Example (processed/stage1/test.json):

JSON
[
  {
    "id": "5abc553a554299700f9d7871",
    "question": "Kyle Ezell is a professor at what School of Architecture building at Ohio State?",
    "answer": "Knowlton Hall",
    "start_nodes": {
      "entity": [
        "kyle ezell",
        "architectural association school of architecture",
        "ohio state"
      ]
    },
    "target_nodes": {
      "document": [
        "Knowlton Hall",
        "Kyle Ezell"
      ],
      "entity": [
        "10 million donation",
        "2004",
        "architecture",
        "austin e  knowlton",
        "austin e  knowlton school of architecture",
        "bachelor s in architectural engineering",
        "city and regional planning",
        "columbus  ohio  united states",
        "ives hall",
        "july 2002",
        "knowlton hall",
        "ksa",
        "landscape architecture",
        "ohio",
        "replacement for ives hall",
        "the ohio state university"
      ]
    }
  }
]

Minimal Raw Example

raw/documents.json

JSON
{
  "France": "France is a country in Western Europe.
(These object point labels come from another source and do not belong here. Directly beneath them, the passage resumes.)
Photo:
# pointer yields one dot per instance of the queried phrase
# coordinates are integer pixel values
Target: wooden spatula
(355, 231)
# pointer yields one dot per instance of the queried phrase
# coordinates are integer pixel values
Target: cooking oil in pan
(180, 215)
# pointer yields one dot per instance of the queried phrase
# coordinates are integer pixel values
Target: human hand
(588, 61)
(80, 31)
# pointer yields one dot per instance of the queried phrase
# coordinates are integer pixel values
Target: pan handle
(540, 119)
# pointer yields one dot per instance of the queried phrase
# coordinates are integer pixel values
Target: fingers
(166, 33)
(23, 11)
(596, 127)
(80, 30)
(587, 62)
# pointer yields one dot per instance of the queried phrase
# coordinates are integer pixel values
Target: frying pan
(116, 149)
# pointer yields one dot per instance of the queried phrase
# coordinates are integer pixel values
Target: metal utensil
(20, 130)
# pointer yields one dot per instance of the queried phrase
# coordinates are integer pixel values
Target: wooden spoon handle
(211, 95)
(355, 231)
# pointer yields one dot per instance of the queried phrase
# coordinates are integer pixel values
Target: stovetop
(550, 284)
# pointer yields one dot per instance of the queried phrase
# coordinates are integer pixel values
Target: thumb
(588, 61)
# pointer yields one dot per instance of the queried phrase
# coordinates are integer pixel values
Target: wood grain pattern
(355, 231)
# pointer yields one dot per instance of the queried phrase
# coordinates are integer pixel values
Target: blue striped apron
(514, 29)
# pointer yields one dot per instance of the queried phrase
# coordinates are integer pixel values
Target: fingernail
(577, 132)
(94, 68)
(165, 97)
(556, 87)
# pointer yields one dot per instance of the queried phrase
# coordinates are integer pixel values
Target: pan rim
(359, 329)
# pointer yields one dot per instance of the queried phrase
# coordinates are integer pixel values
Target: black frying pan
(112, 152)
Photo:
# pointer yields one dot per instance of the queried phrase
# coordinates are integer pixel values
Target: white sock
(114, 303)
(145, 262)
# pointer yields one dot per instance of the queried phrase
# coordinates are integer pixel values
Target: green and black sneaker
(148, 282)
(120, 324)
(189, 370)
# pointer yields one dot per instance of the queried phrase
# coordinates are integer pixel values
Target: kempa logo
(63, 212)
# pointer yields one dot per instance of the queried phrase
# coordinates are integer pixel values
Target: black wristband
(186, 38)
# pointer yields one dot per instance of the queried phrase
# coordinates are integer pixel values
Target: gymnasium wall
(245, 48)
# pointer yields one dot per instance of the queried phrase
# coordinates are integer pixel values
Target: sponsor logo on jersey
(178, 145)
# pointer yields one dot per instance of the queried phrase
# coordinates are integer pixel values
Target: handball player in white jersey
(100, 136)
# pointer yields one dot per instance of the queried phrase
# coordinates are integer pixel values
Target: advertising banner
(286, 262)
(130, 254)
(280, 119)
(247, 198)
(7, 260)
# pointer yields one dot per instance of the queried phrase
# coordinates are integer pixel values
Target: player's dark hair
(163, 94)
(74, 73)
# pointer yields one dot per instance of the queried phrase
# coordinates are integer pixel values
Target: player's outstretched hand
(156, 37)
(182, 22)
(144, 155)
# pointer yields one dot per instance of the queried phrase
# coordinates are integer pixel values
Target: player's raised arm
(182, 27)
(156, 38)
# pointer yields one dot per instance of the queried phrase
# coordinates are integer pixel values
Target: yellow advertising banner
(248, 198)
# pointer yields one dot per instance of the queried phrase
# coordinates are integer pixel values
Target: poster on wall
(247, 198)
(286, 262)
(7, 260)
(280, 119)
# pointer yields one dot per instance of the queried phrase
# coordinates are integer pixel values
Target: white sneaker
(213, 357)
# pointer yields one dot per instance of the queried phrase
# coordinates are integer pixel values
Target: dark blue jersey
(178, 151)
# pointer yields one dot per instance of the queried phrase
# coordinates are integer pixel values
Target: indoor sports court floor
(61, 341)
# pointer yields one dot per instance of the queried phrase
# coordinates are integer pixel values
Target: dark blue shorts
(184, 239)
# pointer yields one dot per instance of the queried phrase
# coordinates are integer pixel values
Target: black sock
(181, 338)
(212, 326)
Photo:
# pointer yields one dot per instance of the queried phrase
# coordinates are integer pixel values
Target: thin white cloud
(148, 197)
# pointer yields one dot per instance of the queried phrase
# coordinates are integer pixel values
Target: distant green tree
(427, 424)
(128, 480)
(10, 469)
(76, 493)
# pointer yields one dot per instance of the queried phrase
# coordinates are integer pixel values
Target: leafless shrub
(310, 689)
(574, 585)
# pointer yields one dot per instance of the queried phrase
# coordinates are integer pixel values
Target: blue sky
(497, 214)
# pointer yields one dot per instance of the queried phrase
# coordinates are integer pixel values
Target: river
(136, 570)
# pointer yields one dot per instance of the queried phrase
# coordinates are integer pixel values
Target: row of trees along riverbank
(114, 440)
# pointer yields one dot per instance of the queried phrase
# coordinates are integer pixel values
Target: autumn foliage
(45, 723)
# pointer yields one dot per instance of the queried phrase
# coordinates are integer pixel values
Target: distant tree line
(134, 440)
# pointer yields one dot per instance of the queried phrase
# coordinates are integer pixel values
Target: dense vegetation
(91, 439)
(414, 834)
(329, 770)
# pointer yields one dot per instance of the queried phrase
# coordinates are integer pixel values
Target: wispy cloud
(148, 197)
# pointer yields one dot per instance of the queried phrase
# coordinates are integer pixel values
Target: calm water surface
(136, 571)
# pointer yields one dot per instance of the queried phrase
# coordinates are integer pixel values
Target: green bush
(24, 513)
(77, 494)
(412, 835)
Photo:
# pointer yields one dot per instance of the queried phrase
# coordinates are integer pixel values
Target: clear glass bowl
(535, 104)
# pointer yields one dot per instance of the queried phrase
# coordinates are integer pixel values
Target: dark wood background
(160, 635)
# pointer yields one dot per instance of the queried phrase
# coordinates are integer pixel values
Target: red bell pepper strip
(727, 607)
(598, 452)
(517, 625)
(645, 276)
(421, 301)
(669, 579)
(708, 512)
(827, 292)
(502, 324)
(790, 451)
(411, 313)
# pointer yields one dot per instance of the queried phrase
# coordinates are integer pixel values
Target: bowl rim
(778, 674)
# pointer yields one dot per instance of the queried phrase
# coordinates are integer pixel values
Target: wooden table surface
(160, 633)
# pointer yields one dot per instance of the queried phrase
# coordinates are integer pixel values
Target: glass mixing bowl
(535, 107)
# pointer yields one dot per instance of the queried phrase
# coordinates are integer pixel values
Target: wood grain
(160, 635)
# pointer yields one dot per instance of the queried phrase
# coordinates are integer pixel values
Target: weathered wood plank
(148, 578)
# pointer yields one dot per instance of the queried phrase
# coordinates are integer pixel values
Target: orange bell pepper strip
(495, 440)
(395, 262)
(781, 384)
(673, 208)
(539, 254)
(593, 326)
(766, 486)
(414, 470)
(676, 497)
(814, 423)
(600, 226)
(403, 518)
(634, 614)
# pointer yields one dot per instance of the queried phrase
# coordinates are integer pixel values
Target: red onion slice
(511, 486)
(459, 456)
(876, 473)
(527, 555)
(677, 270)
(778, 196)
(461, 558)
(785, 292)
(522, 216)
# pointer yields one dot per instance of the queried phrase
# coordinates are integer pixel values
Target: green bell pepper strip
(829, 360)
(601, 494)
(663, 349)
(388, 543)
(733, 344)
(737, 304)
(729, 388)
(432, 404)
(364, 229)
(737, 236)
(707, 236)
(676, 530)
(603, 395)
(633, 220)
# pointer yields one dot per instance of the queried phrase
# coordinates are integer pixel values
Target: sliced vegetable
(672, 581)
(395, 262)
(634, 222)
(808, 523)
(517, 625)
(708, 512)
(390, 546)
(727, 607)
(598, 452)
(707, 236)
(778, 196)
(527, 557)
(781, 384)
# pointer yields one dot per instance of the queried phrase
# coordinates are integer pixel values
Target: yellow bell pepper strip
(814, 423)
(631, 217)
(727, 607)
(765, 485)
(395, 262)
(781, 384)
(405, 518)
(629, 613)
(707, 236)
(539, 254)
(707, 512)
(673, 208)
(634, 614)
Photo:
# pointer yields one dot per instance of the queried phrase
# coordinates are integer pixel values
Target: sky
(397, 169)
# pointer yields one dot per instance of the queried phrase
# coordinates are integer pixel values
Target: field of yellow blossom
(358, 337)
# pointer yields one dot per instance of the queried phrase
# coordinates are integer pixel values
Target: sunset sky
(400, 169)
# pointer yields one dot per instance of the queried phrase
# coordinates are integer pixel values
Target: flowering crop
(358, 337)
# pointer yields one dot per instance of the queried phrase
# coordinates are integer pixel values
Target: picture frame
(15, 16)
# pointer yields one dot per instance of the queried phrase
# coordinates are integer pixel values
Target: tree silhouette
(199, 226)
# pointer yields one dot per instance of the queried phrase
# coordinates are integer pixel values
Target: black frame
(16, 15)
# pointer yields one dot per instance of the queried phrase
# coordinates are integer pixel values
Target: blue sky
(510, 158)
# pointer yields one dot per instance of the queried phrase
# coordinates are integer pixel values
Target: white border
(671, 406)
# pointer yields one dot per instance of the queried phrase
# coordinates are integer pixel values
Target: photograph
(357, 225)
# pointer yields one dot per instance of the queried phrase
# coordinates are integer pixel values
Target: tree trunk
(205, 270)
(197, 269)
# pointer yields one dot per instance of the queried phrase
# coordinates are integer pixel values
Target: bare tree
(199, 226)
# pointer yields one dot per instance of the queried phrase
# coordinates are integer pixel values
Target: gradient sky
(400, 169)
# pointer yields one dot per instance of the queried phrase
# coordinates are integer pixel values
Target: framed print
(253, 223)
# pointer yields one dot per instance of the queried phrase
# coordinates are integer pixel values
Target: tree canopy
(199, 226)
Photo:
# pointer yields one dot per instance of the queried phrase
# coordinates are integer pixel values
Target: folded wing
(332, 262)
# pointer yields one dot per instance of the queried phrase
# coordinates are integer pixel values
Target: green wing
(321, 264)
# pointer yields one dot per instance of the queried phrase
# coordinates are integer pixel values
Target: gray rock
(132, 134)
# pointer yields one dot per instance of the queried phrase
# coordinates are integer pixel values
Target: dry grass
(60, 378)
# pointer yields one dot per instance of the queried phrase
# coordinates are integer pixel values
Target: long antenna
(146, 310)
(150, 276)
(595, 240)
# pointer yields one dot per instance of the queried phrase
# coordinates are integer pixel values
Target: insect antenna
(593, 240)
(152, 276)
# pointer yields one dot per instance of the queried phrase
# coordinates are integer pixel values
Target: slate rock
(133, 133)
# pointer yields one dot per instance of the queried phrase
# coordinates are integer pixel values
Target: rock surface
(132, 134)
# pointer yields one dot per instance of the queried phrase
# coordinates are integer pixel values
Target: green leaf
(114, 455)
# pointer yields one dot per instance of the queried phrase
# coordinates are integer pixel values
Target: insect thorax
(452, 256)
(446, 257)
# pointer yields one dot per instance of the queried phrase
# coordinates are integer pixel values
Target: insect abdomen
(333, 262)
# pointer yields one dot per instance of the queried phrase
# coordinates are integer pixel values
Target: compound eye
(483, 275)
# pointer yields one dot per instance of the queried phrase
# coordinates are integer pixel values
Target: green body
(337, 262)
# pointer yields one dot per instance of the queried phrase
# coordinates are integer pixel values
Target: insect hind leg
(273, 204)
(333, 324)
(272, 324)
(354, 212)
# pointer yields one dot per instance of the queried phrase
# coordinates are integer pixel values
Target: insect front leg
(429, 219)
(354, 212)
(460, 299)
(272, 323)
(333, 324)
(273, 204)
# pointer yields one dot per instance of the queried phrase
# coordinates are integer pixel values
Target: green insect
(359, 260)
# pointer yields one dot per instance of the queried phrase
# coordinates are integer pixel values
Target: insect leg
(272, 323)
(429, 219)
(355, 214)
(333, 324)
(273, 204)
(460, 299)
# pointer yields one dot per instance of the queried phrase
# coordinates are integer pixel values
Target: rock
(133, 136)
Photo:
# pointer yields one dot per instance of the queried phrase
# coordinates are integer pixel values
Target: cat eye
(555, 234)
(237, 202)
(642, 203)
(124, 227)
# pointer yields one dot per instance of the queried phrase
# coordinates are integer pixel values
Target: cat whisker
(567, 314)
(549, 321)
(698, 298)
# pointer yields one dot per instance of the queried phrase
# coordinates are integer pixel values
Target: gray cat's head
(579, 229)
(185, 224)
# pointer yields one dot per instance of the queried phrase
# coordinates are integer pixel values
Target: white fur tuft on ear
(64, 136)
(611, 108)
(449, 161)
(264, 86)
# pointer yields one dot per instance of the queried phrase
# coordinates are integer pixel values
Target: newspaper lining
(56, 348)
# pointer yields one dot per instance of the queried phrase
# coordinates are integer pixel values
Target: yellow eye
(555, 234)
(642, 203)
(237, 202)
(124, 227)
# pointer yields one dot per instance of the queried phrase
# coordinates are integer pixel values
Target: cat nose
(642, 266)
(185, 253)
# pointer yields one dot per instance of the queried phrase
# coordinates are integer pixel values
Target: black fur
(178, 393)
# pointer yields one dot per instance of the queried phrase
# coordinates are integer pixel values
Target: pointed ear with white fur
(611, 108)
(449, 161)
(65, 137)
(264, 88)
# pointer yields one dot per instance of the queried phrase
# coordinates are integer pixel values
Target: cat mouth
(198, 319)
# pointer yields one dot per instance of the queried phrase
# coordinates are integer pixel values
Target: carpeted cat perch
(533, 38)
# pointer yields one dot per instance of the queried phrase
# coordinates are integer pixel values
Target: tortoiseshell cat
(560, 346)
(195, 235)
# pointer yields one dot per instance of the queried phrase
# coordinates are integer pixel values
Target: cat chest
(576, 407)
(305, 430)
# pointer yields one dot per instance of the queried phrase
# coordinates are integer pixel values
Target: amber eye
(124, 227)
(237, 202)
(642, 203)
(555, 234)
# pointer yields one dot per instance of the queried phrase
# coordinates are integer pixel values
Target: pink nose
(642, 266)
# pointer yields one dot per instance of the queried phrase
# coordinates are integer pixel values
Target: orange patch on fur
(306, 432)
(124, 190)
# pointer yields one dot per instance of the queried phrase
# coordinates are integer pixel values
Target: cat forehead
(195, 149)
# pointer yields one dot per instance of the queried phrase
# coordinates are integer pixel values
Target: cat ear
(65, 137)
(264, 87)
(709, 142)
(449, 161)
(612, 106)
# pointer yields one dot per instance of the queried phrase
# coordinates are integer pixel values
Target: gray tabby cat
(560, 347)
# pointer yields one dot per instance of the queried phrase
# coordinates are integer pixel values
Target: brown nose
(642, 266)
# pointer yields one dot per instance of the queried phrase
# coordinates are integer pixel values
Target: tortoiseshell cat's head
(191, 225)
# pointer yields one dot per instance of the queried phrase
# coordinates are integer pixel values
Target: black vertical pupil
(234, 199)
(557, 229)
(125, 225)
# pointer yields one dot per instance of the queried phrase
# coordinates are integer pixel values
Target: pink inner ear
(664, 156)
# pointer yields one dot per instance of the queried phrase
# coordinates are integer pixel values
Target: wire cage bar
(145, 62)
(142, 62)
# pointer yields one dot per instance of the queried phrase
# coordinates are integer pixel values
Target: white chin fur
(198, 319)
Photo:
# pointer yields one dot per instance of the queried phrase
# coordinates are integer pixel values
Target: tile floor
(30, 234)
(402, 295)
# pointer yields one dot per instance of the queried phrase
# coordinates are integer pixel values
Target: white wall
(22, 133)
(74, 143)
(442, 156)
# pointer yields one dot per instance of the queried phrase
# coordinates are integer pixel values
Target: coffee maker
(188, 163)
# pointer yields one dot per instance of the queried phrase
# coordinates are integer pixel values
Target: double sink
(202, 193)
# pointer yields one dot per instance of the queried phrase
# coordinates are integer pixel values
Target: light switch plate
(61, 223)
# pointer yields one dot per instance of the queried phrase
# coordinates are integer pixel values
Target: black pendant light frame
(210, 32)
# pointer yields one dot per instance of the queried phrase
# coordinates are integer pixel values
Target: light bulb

Paris is its capital.",
  "Paris": "Paris is the capital and most populous city of France."
}

raw/test.json

JSON
[
  {
    "id": "toy-1",
    "question": "What is the capital of France?",
    "answer": "Paris",
    "answer_aliases": ["City of Paris"],
    "supporting_documents": ["France", "Paris"]
  }
]

Minimal Processed Stage1 Example

processed/stage1/nodes.csv

Text Only
name,type,attributes
France,document,"{}"
Paris,document,"{}"
capital,entity,"{}"

processed/stage1/relations.csv

Text Only
name,attributes
mentions,"{}"

processed/stage1/edges.csv

Text Only
source,relation,target,attributes
France,mentions,capital,"{}"
Paris,mentions,capital,"{}"

processed/stage1/test.json

JSON
[
  {
    "id": "toy-1",
    "question": "What is the capital of France?",
    "answer": "Paris",
    "answer_aliases": ["City of Paris"],
    "supporting_documents": ["France", "Paris"],
    "start_nodes": {
      "entity": ["capital"]
    },
    "target_nodes": {
      "document": ["France", "Paris"]
    }
  }
]

Outputs Used By Later Steps

  • Index consumes raw/ or processed/stage1/
  • Retrieval and QA consumes processed/stage1/ plus retrieval outputs
  • Training consumes processed stage1 data and dataset lists

Common Pitfalls

  • raw/documents.json must exist if you expect GFMRetriever.from_index(...) or index_dataset to build stage1 automatically.
  • nodes.csv, relations.csv, and edges.csv must stay consistent with each other when you provide pre-built stage1 files.
  • source and target in edges.csv must match the name column in nodes.csv; relation must match the name column in relations.csv.
  • Downstream QA examples often assume answer_aliases and supporting_documents are present, even though they are not mandatory for plain retrieval.